The Enid News and Eagle, Enid, OK

Opinion

February 2, 2012

Practice makes perfect, or at least can save lives

Planes flew overhead, as usual, Thursday at Vance Air Force Base. Airmen went about their normal routines.

An officer walked to the commissary while some airmen played a game of pickup basketball.

The outward calm belied the tragedy that occurred hours earlier on base.

The sounds of gunshots broke the early morning calm in a building on the base’s south side. An unnamed suspect, an active duty military member, turned a gun on fellow airmen in a heart-stopping scenario known as “active shooter.”

Vance’s security forces responded, the base was locked down, training was halted and the suspect was arrested, but not before one airman was killed and 14 were wounded.

Lest you wonder why this newspaper carried no screaming front page headlines about this horrible event, and nothing was on the radio or television news about it, there is one simple reason. It never happened.

The whole scenario was an exercise, a rehearsal, a practice.

Vance’s 71st Flying Training Wing conducts a number of exercises every year, covering all manner of natural and man-made disasters.

They drill on how to handle aircraft accidents, tornadoes, chemical spills, train wrecks and truck bombs, just to mention a few. If it is bad and could happen on or around a military facility, they practice dealing with it.

The men and women at Vance rehearse so that if, God forbid, something tragic really happens, they will be prepared to handle it and won’t merely learn as they go, will be able to act, not simply react.

All exercises are evaluated, studied and dissected to determine where things went right and where they didn’t. This is the time, after all, to make mistakes, not when something truly catastrophic happens.

This particular exercise was somewhat different in that they asked an outsider to take part. A civilian was brought in to pretend to be a veteran, hard-nosed, no-nonsense, just the facts ma’am newspaper reporter asking all the hard questions and making the wing brass sweat.

They chose me. It was a bit of a stretch, but I managed.

I was escorted on base and given the chance to interview Col. Roger Witek, vice commander of 71st Flying Training Wing.

The goal was to see how wing leadership reacted to the natural media scrutiny that would accompany a disaster involving the base. I hope it helped them, I know it helped me. I know there were some questions I forgot to ask. But that’s what exercises are for, to learn.

Tuesday at 10:15 a.m. Oklahoma Office of Homeland Security is joining Federal Emergency Management Agency for what it is calling the Great Central ShakeOut.

The event is a public earthquake drill in nine states across the central U.S., including Oklahoma. At 10:15 a.m. Tuesday, National Weather Service will send an alert through the NOAA Weather Radio system, and participants will be asked to drop to the ground, take cover by getting under a sturdy desk or table and hold on to it until the shaking stops. Prior to last fall such a drill might have seemed silly to those of us in Oklahoma, but after the state was hit by a series of earthquakes, the largest registering 5.6 on the Richter Scale, it makes perfect sense.

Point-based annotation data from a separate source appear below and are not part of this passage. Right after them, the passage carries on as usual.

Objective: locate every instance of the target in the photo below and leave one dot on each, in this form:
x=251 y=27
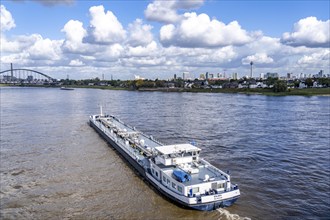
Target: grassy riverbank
x=302 y=92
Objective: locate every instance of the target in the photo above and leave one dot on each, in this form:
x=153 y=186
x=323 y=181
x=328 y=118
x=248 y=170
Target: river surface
x=55 y=166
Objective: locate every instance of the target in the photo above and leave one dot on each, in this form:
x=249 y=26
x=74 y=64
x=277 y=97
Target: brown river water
x=55 y=166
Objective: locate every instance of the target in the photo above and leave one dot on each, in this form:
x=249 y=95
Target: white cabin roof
x=176 y=148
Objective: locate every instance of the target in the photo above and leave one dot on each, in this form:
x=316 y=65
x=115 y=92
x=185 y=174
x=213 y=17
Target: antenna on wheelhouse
x=101 y=110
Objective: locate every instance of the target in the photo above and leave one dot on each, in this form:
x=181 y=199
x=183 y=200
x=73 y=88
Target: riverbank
x=260 y=91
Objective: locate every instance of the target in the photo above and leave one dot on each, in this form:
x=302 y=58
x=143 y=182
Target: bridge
x=24 y=76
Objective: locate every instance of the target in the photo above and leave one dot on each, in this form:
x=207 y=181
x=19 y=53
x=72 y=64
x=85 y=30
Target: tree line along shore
x=270 y=86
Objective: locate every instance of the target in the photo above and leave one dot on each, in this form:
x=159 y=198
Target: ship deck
x=198 y=178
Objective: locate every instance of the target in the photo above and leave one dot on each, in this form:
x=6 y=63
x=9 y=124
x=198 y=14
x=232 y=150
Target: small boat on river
x=177 y=171
x=66 y=88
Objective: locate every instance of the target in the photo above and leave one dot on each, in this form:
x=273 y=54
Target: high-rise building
x=234 y=76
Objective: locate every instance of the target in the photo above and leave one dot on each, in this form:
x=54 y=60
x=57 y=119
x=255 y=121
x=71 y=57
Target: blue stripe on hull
x=142 y=172
x=128 y=158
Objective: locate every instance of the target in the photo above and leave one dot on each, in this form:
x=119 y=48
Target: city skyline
x=156 y=39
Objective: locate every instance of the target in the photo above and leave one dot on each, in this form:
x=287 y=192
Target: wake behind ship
x=177 y=171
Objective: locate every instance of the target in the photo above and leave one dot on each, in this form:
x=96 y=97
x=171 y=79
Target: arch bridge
x=23 y=75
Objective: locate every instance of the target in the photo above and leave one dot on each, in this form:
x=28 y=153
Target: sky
x=157 y=39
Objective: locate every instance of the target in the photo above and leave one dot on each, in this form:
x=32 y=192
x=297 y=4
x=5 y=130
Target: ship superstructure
x=177 y=171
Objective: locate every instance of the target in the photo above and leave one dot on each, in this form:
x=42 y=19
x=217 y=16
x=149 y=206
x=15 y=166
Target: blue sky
x=168 y=38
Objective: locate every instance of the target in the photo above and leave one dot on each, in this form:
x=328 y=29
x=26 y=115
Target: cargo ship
x=177 y=171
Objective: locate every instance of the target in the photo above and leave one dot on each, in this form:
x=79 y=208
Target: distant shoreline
x=257 y=91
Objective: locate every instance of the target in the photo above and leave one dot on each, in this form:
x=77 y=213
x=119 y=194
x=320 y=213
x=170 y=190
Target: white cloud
x=45 y=49
x=8 y=46
x=260 y=58
x=74 y=33
x=188 y=4
x=76 y=62
x=104 y=27
x=322 y=56
x=162 y=11
x=200 y=31
x=55 y=2
x=166 y=11
x=139 y=33
x=7 y=21
x=309 y=32
x=149 y=50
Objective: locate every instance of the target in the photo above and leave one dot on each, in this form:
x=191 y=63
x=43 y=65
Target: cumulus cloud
x=309 y=32
x=7 y=21
x=45 y=49
x=166 y=11
x=139 y=33
x=76 y=62
x=74 y=35
x=104 y=27
x=315 y=58
x=51 y=2
x=151 y=49
x=200 y=31
x=260 y=58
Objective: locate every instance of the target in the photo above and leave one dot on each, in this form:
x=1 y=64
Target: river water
x=55 y=166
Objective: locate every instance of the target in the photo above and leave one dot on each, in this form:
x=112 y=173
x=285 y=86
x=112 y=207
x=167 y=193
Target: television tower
x=251 y=63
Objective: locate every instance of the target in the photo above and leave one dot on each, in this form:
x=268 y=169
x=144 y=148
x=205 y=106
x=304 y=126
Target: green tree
x=309 y=82
x=280 y=86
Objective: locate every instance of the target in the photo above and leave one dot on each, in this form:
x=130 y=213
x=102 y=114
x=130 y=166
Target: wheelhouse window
x=174 y=185
x=195 y=190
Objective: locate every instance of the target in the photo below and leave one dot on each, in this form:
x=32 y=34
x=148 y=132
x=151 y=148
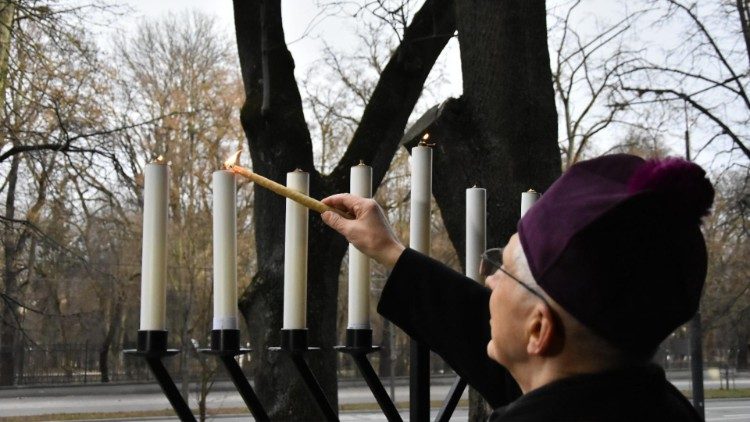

Does your family have a disaster plan? Not covering normal family catastrophes like Rover gobbling the standing rib roast right before your in-laws come to dinner, or 3-year-old Susie getting a notion to take off down the street wearing only a smile just when the preacher comes to visit, but real disasters like tornadoes, fires and the like.

Say it is 4 a.m., you’re snoring away, drooling on your pillow with visions of super models dancing in your head, when the smoke alarm goes off. What is the first thing you should do? And what about the kids, do they know what to do?

What about when Gary England says those fateful words “large tornado on the ground,” followed by the name of your fair city. What then?

Certainly we all hope nothing bad ever will happen to our homes or our families, but it behooves to have a plan of how to respond if something ever does.

In the case of fire, develop a home fire escape plan that includes locating two exits, usually a door and a window, from each room. Also, pick a safe meeting place for your family after you get out.

If there is a tornado warning, get into a storm shelter. If you don’t have one, get into an interior room with no outside walls. Take blankets, pillows, helmets (if you have them), a flashlight and a battery powered radio. Then cover up and sit tight until the danger passes.

It would be a good idea to hold regular family fire and tornado drills. You will undoubtedly learn something, knowledge you pray you will never, ever have to use.

The folks at Vance don’t take time practicing for disasters because these exercises are a pleasant diversion from their regular jobs, but they are all too aware of the saying, “Failing to prepare is preparing to fail.”

And in the case of a tornado or someone shooting innocent people, failure carries the ultimate price.